Weeee, tis indeed my very favorite time of year.

12 thoughts on “Country Pumpkin

  1. an even easier way to make pumpkin bread is to go to bob evans and buy some. although that probably works better if you have a bob evans in your area. heh.

    have you ever had a pumpkin spice latte? i’ve seen that a few times around about now, but i’m not a big enough fan of pumpkin pie to want to try it.

  2. Oooh, I totally forgot about pumpkin spice coffees and lattes! I love those; they are so good. And pumpkin chai is wondermous. We don’t have a bob evans, and I’m not sure I know what that is, though I’m assuming it’s some sort of bake shop?

  3. Ok, I looked it up just for YOU, and it turns out the closest one to me is over 200 miles away in PA . . . good enough for a road trip? 🙂

  4. hmmm, i’m not sure i’d travel that far just to go to bob evans, but if you were going to be going that way anyway, i’d say it would be worth dropping in. they do get quite a lot of business from people traveling on the interstate. around here there is a bob evans by most of the major highways.

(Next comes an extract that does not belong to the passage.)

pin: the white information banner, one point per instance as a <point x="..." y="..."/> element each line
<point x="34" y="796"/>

  5. What a mouthwatering entry, Fuzz. I love love love pumpkin too and this recipe is to die for (a Sri Lankan recipe, if I´m not mistaken):


    450 g Butter-squash
    25 g Onion
    2 Fresh chillies (these were fresh from the chillies festival plant)
    4 Cloves garlic
    50 ml Oil (ghee is an alternative
    2 ts of curry powder
    Salt Black pepper
    1/4 ts Turmeric
    450 ml Coconut milk
    1 ts Ground mustard (to be honest, I misread and added mustard from the pot)
    1/2 ts Lime juice (that I forgot)
    • Peel and de-seed the buttersquash cut the flesh is smallish dices (2cms)
    • Slice the onion and chilli and crush the garlic.
    • Heat the oil (ghee) and fry the curry powder, the onion, the garlic and chilli together. When the onion is soft add the butter-squash, salt, pepper, turmeric and coconut milk, cook until the buttersquash is done.
    • Add mustard to the pumpkin mixture, stirring as it thickens. Bring to the boil and simmer for a few minutes. Remove from heat springle lime juice.
    The original recipe presents the wattaka in the shell, if you want to do so, don’t peel the vegetable, wash it and scoop the flesh out, when the mixture is ready pour it back in the shell to serve.

  6. Double layer pumpkin pie, Laurie? Oooh, that sounds good :))

    Hadn’t thought of that, Heyman, but maybe if the days of yore were still abuzzin’ here on 360 we could do something like that. Maybe all make our pumpkins and then post them as our avatar pics or something? But alas, seems that those days are gone. Oh well, we can still have fun, I say!

    Ooooh, Fanta! Make this and do one of your recipe blogs with all the fab photos and commentary! Then fly me over for a slice (that part’s the best part of my plan, of course).

  7. Oooo, I did NOT know about pumpkin pie icecream! Fuzz, you’re gonna have to come with me to our church’s fall fair in Nov. — yeah, it’s all church fellowshippy and fuzzy-wuzzy and Fall New Englandy and somewhat “church-old-ladyish,” but… they have a “Homemade Cheesecake Sampling.” You choose 3 pies you want to sample and a cup of coffee or hot cider for some ridiculously high fund-raising type price… but the Pumpkin Cheesecake one of the members makes every year is to die for and always sells out quickly! The whole thing gets me in the seasony spirit.

  8. 1/4 teaspoon nutmeg
    1/4 teaspoon cloves
    1 teaspoon cinnamon
    1/4 teaspoon allspice

    Just reading that combination smells good :), will definitely test this recipe out. Starbucks has Pumpkin spice Latte and Pumpkin bread, both are great combination to have 🙂

  9. That sounds yummy, Wendy! Let’s do it :))

    And Chris, Starbucks pumpkin spice lattes are sooooo good; I want one right now! I didn’t know they have pumpkin bread, though, I’ll have to check it out.